BigQuery 101: All the Basics You Need to Know

Vipul Vaibhaw

Data Engineering

Tags:

machine learning

serverless

google cloud platform

google bigquery

Google BigQuery is an enterprise data warehouse built using BigTable and Google Cloud Platform. It’s serverless and completely managed. BigQuery works great with all sizes of data, from a 100 row Excel spreadsheet to several Petabytes of data. Most importantly, it can execute a complex query on those data within a few seconds.

We need to note before we proceed, BigQuery is not a transactional database. It takes around 2 seconds to run a simple query like ‘SELECT * FROM bigquery-public-data.object LIMIT 10’ on a 100 KB table with 500 rows. Hence, it shouldn’t be thought of as OLTP (Online Transaction Processing) database. BigQuery is for Big Data!

BigQuery supports SQL-like query, which makes it user-friendly and beginner friendly. It’s accessible via its web UI, command-line tool, or client library (written in C#, Go, Java, Node.js, PHP, Python, and Ruby). You can also take advantage of its REST APIs and get our job` done by sending a JSON request.

Now, let’s dive deeper to understand it better. Suppose you are a data scientist (or a startup which analyzes data) and you need to analyze terabytes of data. If you choose a tool like MySQL, the first step before even thinking about any query is to have an infrastructure in place, that can store this magnitude of data.

Designing this setup itself will be a difficult task because you have to figure out what will be the RAM size, DCOS or Kubernetes, and other factors. And if you have streaming data coming, you will need to set up and maintain a Kafka cluster. In BigQuery, all you have to do is a bulk upload of your CSV/JSON file, and you are done. BigQuery handles all the backend for you. If you need streaming data ingestion, you can use Fluentd. Another advantage of this is that you can connect Google Analytics with BigQuery seamlessly.

BigQuery is serverless, highly available, and petabyte scalable service which allows you to execute complex SQL queries quickly. It lets you focus on analysis rather than handling infrastructure. The idea of hardware is completely abstracted and not visible to us, not even as virtual machines.

Architecture of Google BigQuery

You don’t need to know too much about the underlying architecture of BigQuery. That’s actually the whole idea of it - you don’t need to worry about architecture and operation.
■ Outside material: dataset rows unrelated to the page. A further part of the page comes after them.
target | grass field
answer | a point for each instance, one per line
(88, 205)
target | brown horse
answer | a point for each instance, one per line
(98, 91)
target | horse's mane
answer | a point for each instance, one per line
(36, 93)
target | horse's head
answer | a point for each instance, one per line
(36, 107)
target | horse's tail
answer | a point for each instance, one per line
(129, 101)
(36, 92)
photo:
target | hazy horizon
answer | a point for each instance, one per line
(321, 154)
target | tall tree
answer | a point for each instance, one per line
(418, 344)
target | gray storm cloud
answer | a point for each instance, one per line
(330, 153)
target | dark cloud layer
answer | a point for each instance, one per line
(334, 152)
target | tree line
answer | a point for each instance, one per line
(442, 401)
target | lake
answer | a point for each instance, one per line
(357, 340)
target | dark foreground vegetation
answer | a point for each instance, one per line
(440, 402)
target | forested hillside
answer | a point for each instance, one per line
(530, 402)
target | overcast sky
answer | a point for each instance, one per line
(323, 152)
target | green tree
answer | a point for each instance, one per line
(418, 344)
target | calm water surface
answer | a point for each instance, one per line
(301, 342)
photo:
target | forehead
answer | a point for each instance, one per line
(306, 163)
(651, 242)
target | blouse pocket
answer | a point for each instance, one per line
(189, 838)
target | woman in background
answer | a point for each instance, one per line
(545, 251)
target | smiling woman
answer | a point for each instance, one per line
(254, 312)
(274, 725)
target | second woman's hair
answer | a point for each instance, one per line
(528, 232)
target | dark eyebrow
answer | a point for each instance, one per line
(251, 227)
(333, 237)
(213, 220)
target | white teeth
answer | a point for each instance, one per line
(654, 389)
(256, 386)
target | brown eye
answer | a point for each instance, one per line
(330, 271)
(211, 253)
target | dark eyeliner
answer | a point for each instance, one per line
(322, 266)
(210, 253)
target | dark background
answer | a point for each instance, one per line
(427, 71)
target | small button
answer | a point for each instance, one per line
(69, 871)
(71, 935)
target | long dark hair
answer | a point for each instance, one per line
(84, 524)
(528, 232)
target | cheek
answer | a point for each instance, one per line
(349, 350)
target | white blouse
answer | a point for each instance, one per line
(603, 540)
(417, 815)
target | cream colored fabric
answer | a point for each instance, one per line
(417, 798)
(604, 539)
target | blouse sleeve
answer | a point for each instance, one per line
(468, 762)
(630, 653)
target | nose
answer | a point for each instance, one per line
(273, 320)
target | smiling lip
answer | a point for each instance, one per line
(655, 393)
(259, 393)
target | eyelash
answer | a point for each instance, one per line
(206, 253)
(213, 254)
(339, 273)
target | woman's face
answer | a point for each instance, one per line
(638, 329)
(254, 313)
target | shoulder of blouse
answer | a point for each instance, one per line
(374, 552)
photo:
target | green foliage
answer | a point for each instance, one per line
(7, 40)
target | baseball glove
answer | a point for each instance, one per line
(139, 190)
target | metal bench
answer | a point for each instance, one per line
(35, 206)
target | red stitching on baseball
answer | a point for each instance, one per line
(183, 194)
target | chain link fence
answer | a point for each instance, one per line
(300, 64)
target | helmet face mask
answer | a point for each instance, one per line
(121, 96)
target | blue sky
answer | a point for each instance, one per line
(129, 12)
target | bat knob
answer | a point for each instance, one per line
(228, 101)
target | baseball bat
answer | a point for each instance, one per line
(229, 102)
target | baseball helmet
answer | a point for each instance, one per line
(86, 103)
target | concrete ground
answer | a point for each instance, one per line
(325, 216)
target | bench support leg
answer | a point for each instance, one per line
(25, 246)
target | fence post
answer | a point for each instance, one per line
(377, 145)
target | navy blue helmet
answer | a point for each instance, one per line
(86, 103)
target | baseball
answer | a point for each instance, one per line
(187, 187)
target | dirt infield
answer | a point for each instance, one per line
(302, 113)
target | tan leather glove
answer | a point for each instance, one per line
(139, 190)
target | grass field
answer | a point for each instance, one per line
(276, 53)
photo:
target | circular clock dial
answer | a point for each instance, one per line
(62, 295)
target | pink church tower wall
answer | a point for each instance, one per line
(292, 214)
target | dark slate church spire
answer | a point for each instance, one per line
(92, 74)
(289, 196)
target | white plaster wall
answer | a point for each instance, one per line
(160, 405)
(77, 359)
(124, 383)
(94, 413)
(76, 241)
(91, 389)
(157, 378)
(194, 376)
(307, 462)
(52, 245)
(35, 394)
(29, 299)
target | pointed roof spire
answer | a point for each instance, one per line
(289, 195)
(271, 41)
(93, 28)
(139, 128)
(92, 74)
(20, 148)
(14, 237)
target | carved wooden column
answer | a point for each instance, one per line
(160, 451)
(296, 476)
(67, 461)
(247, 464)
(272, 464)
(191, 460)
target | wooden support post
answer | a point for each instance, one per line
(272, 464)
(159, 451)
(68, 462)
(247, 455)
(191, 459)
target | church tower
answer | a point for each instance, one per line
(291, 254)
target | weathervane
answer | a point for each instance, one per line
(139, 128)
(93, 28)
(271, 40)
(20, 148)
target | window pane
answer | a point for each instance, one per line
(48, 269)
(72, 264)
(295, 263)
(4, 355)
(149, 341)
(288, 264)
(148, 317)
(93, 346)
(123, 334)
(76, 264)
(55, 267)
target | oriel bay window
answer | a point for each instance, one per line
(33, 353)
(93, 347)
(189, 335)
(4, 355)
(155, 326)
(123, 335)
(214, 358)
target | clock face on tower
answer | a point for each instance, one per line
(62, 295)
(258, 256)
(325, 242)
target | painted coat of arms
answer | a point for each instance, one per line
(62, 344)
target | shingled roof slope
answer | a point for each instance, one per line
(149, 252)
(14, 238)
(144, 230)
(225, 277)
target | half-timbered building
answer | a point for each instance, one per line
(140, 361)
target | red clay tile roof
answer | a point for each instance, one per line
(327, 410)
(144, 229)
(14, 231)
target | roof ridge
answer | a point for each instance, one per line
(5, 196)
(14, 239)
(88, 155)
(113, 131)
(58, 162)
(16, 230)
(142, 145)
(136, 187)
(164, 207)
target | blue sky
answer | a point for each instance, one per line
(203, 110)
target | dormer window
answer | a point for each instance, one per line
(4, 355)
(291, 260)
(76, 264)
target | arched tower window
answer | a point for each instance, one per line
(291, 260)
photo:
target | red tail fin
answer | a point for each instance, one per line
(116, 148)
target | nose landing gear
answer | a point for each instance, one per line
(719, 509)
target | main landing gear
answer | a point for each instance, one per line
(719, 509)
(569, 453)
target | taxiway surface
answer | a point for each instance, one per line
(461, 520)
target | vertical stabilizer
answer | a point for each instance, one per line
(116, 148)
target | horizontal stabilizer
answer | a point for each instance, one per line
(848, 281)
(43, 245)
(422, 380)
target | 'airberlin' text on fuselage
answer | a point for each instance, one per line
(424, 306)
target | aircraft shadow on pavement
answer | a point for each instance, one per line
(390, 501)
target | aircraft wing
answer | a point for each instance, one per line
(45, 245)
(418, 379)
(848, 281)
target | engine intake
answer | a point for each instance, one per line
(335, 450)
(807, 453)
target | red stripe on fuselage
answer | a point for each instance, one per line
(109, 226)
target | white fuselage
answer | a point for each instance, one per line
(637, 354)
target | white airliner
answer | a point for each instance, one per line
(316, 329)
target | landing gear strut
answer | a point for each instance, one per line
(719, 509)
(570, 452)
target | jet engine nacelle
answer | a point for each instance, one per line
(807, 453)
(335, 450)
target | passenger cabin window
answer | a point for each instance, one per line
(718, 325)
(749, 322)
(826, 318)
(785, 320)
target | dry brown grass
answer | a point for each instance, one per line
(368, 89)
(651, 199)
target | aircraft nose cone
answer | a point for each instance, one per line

However, understanding BigQuery Architecture helps us in controlling costs, optimizing query performance, and optimizing storage. BigQuery is built using the Google Dremel paper.

Quoting an Abstract from the Google Dremel Paper -

“Dremel is a scalable, interactive ad-hoc query system for analysis of read-only nested data. By combining multi-level execution trees and columnar data layout, it is capable of running aggregation queries over trillion-row tables in seconds. The system scales to thousands of CPUs and petabytes of data and has thousands of users at Google. In this paper, we describe the architecture and implementation of Dremel and explain how it complements MapReduce-based computing. We present a novel columnar storage representation for nested records and discuss experiments on few-thousand node instances of the system.”

You can read the paper here - Dremel: Interactive Analysis of Web-Scale Datasets.

Dremel was in production at Google since 2006. Google used it for the following tasks -

Analysis of crawled web documents.
Tracking install data for applications on Android Market.
Crash reporting for Google products.
OCR results from Google Books.
Spam analysis.
Debugging of map tiles on Google Maps.
Tablet migrations in managed Bigtable instances.
Results of tests run on Google’s distributed build system.
Disk I/O statistics for hundreds of thousands of disks.
Resource monitoring for jobs run in Google’s data centers.
Symbols and dependencies in Google’s codebase.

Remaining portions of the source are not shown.